In [1]:
import gzip
import json
from tqdm.auto import tqdm
import pandas as pd

In [2]:
with gzip.open('goodreads_books.json.gz', 'r') as f:
    line = f.readline()

In [3]:
# Helper functuion to get the needed fields from the goodreads_books_json
def parse_fields(line):
    data = json.loads(line)
    return {
        'book_id': data['book_id'],
        'title': data['title_without_series'],
        'ratings': data['ratings_count'],
        'url': data['url'],
        'cover_image': data['image_url']
    }

In [4]:
# Creating a list of books which have been rated more than 15 times
book_titles = []
with gzip.open('goodreads_books.json.gz', 'r') as f:
    while True:
        line = f.readline()
        if not line:
            break
        fields = parse_fields(line)
        try:
            ratings = int(fields['ratings'])
        except ValueError:
            continue
        if ratings > 15:
            book_titles.append(fields)

In [5]:
# Preprocessing by turning ratings to numerical format and creating 'mod_title' column:
# 1) removing non alpha-numeric characters from the original title column
# 2) making it lowercase
# 3) replacing any sunsequent spaces with single space
# 4) removing any row which modified title is empty by any case
# And saving the formatted table as a json file

titles = pd.DataFrame.from_dict(book_titles)
titles['ratings'] = pd.to_numeric(titles['ratings'])
titles['mod_title'] = titles['title'].str.replace('[^a-zA-Z0-9 ]', '', regex=True).str.lower()
titles['mod_title'] = titles['mod_title'].str.replace('\s+', ' ', regex=True)
titles = titles[titles['mod_title'].str.len() > 0]

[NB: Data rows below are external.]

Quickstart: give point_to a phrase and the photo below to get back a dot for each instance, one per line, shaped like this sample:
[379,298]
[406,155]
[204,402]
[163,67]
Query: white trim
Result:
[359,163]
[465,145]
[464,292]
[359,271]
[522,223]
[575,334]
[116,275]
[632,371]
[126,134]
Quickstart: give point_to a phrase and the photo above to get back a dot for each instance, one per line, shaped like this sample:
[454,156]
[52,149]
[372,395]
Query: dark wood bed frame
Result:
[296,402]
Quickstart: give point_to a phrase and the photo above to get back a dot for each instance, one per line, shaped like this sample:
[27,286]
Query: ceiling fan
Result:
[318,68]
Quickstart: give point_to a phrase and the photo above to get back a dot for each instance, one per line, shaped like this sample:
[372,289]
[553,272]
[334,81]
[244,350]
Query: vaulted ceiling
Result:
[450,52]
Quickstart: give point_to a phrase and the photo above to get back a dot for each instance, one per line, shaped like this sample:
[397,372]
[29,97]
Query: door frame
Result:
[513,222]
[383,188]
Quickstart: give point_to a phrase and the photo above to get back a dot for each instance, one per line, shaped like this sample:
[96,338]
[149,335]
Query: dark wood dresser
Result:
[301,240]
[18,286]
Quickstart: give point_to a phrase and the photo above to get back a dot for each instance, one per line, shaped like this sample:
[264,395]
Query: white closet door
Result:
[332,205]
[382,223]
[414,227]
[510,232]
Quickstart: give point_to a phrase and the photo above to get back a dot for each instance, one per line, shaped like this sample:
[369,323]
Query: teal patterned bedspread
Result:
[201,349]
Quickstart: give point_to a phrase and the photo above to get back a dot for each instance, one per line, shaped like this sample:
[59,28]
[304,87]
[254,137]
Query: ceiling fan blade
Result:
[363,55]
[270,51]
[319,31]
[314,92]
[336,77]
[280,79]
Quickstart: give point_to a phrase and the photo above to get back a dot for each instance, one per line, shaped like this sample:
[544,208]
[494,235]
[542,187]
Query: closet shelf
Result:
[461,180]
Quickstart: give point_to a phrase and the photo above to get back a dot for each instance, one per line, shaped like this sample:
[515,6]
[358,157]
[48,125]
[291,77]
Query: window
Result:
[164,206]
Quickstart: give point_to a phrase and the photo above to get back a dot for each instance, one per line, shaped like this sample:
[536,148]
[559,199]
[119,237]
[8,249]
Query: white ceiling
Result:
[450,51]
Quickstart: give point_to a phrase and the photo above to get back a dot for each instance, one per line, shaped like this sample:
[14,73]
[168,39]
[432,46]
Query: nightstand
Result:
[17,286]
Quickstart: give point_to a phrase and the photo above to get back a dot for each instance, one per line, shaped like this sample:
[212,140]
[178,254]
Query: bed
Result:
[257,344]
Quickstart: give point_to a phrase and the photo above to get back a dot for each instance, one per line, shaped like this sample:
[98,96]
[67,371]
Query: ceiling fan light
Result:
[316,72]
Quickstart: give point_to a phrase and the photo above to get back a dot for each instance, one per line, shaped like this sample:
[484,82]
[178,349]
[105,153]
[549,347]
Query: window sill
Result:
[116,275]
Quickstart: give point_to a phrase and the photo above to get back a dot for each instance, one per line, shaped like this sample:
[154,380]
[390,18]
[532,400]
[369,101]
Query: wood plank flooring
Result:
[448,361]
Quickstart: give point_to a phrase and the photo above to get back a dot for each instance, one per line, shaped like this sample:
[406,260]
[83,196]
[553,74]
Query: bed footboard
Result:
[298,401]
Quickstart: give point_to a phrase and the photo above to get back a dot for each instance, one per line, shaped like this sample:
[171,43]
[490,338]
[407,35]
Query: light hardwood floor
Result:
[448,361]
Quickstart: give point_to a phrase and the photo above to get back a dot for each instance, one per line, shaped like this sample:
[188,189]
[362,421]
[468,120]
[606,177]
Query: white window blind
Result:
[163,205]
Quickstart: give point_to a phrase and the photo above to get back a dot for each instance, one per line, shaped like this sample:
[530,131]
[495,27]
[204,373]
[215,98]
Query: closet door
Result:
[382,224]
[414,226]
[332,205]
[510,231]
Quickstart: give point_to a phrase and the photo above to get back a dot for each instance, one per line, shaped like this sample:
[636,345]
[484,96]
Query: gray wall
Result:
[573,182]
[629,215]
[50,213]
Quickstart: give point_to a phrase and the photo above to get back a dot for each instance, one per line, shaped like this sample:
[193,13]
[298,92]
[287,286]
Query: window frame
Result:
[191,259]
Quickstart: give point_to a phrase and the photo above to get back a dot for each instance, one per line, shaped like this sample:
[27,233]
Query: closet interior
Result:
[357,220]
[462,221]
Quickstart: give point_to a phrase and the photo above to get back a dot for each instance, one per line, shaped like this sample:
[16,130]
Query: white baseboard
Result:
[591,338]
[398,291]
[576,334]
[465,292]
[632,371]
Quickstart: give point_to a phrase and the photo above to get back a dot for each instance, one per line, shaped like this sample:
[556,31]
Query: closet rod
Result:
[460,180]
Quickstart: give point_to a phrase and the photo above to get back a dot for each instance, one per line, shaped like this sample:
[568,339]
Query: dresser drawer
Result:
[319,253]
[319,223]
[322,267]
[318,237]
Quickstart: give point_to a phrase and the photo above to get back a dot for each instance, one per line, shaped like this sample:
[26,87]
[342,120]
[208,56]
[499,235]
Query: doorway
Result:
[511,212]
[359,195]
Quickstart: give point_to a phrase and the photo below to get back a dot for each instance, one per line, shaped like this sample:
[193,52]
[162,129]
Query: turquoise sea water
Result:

titles.to_json('books_titles.json')

In [6]:
from sklearn.feature_extraction.text import TfidfVectorizer
vectorizer = TfidfVectorizer()

tfidf = vectorizer.fit_transform(titles['mod_title'])

In [7]:
# creating the main search function, with 2 extra functions for nicier visuals

from sklearn.metrics.pairwise import cosine_similarity
import numpy as np
import re

def make_clickable(val):
    """Helper function to make a url clickable in dataframes"""
    return '<a target="_blank" href="{}">Goodreads</a>'.format(val)

def show_image(val):
    """Helper function to format image column to show actual cover picture"""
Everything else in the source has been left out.